Der Triathlet gab in Kanada Vollgas

MAGOG, KANADA. Christian Troger schaffte beim Paratriathlon Weltcup in Magog (Kanada) über die paralympische Distanz den zweiten Platz. Sein Hauptziel, eine Top-Ten-Platzierung, hat er somit souverän erreicht.

So richtig freuen konnte sich Troger über die Platzierung dennoch nicht, ein Reifenplatzer zu Beginn des Radsplits hat ihm wohl den Sieg gekostet. "Ich konnte - wie so oft in dieser Saison - beim Schwimmen nicht ganz mit den Stärksten mithalten, kam aber kurz nach der Spitzengruppe aus dem Wasser. Nach dem Wechsel auf das Rad fehlten mir wenige Sekunden auf meinen Hauptkonkurrenten Giovanni Sasso aus Italien", so Troger.

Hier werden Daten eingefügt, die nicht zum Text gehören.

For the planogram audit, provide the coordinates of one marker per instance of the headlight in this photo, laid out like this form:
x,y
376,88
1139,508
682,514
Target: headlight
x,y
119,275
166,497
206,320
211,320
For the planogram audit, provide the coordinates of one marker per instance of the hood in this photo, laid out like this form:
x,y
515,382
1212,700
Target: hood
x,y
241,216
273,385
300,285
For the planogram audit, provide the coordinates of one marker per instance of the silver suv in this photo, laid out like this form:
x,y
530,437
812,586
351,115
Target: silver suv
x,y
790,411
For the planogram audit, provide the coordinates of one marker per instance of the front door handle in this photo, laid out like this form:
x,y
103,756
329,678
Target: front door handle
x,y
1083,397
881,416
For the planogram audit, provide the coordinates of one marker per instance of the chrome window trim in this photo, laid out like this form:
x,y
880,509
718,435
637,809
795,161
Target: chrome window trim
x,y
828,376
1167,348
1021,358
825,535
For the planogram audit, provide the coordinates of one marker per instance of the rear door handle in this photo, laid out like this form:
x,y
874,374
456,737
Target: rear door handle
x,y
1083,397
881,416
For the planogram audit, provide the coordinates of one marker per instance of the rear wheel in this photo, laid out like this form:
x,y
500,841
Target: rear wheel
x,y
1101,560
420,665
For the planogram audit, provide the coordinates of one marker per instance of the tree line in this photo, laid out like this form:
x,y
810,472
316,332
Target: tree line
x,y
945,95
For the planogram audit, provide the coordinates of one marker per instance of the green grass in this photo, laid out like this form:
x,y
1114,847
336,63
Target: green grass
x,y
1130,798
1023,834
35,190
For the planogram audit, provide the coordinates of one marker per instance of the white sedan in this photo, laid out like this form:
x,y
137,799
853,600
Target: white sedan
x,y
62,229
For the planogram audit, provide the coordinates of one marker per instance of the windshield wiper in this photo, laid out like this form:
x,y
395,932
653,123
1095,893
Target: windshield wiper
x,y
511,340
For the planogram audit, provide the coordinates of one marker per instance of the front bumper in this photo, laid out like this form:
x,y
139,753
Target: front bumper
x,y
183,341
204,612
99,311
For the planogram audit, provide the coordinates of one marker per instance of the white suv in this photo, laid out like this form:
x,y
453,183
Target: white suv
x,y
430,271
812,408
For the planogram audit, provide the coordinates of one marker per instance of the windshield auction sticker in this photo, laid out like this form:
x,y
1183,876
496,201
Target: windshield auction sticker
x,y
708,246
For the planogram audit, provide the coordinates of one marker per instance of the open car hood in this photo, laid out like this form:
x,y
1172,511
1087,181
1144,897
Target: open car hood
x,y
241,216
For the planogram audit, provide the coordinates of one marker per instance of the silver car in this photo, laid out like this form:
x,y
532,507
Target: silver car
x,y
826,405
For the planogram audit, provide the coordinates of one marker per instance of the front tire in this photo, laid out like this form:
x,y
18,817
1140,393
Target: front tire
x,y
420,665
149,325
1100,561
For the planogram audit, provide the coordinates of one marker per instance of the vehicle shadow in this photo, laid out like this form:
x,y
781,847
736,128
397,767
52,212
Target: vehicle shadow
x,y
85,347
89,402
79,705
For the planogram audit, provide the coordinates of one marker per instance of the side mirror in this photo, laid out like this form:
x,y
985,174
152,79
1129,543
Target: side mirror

Nach nur 3 Kilometern am Rad passierte jedoch, was wohl von jedem Triathleten gefürchtet wird. "Beim Anbremsen bei der ersten Wende ist mir mein Vorderreifen geplatzt. Ich musste mit dem Reifenschaden über 3 Kilometer bis zur offiziellen 'Wheel Station' fahren und hoffen, dass dort ein Reifen für mich verfügbar ist", erklärt Troger. Nach dem Reifenschaden hat er Vollgas gegeben, was sich durchaus gelohnt hat. "Auf der einen Seite ist es meine erste Weltcup-Podiumsplatzierung und der zweite Platz ein großartiger Erfolg, auf der anderen Seite weiß ich, dass mir der Reifenschaden heute wohl den Sieg gekostet hat. Leider hat es nicht sollen sein", zieht Troger sein Fazit.